Gemma Whelan as Yara Greyjoy in HBO’s  Game of Thrones (Photo: HBO)

The upshot is that this season Yara, with Theon in tow, is at Daenerys’ side as they sail across the Narrow Sea towards Westeros. “There’s not a lot I can say, but I can say that if it starts out with everything looking tickety-boo for Yara, very quickly the wheels come off. She soon finds herself in a diabolical situation.”

The trailers suggest a sea battle of some sort is in the offing, and Whelan does say that she’s been involved in combat. She even has the scars to prove it. “We all got these black-red burns on us from this embers gun they used. I didn’t know it was coming — they throw water at you, you’ve got all these stunt men around you, the camera rolls and suddenly there’s fire flying in to the scene. It’s quite hard to look all serious when your hair is burning.”

On the plus side, she was too wet to be immolated, and more to the point, the end result is, she says, “flippin’ awesome — regardless of a few burning ember pockmarks. What’s brilliant about Game of Thrones is because there’s such a huge budget, if the script says there are meant to be burning arrows or whatever flying through the air, there will be. You don’t have to imagine it as an actor: They will set up a pyrotechnic, make it as close to real as it possibly can be.”

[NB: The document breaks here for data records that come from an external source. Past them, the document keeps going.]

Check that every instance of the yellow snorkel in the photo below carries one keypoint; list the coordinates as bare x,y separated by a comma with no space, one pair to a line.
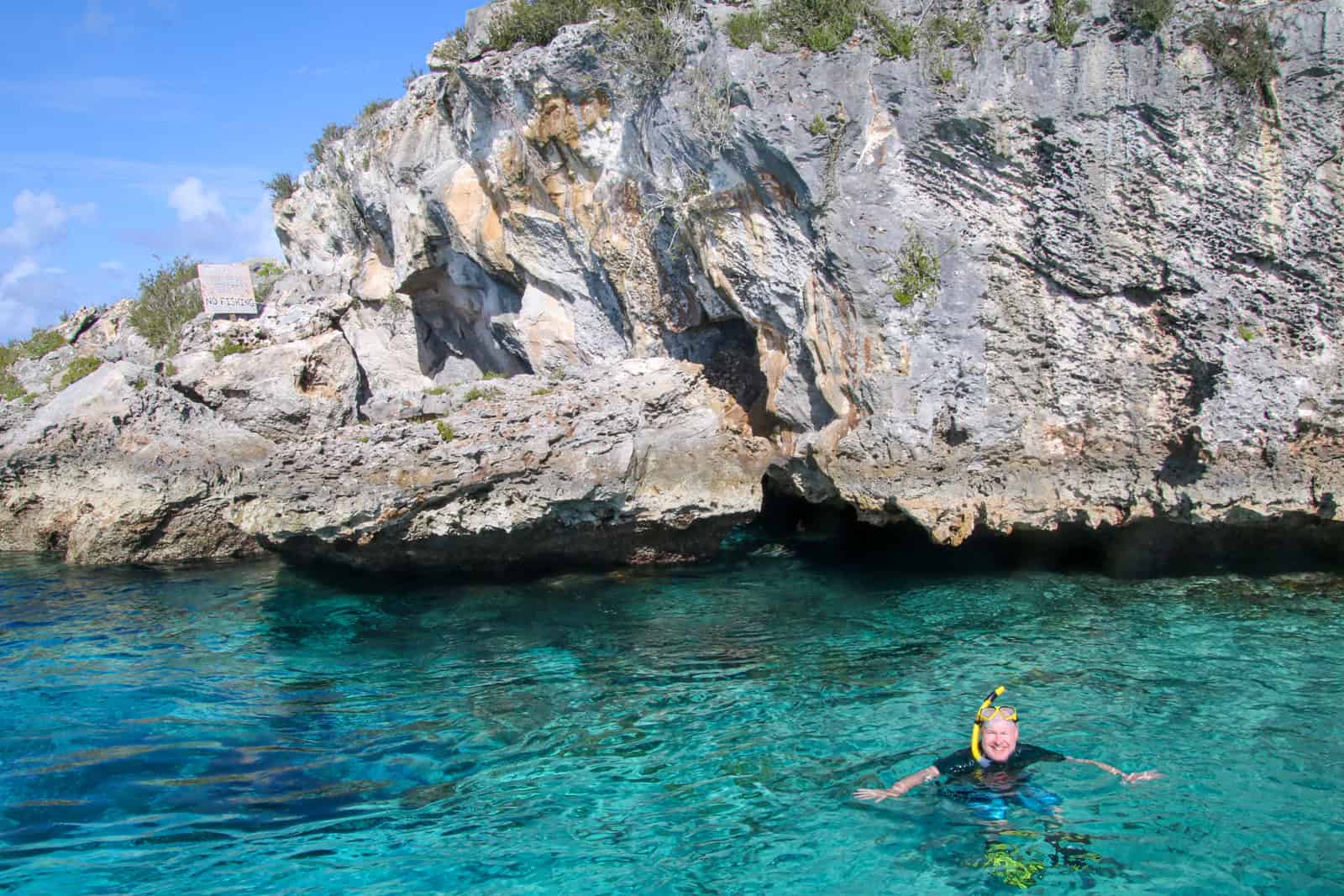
974,728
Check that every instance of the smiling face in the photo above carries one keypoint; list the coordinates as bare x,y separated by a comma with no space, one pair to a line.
999,738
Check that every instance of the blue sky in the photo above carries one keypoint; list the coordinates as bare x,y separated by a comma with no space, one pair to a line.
143,128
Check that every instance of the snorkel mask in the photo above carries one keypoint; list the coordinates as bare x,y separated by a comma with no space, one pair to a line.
981,716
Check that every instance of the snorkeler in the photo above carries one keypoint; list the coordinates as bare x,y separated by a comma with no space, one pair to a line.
992,755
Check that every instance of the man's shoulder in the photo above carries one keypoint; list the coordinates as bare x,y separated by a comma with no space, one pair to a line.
956,762
1032,752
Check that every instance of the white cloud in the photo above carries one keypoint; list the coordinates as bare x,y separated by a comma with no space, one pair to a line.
40,219
17,318
194,202
94,19
26,268
27,295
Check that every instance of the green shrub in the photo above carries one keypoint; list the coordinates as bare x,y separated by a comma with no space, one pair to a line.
1241,50
819,24
331,134
80,369
968,33
281,187
230,347
374,107
535,22
10,387
472,394
1063,20
167,301
746,29
917,271
941,71
895,40
1151,15
648,45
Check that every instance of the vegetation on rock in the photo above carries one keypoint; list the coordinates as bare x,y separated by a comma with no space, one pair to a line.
281,187
168,298
10,387
917,271
230,347
535,23
475,392
1149,15
331,134
1241,50
1065,18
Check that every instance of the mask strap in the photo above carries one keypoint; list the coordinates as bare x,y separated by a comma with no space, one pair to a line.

As for the Greyjoys as a family, Whelan says that blood will prove to be thicker than water. “Yara’s got a huge faith in family at the heart of it. Greyjoys have always had to stick together. Remember how hurt she was when she went to rescue Theon and he wasn’t the brother she loved anymore? Well this year he’s coming back, and there’s a beautiful circularity to what happens.”

Game of Thrones Season 7 premieres Sunday, July 16, at 9 p.m. on HBO.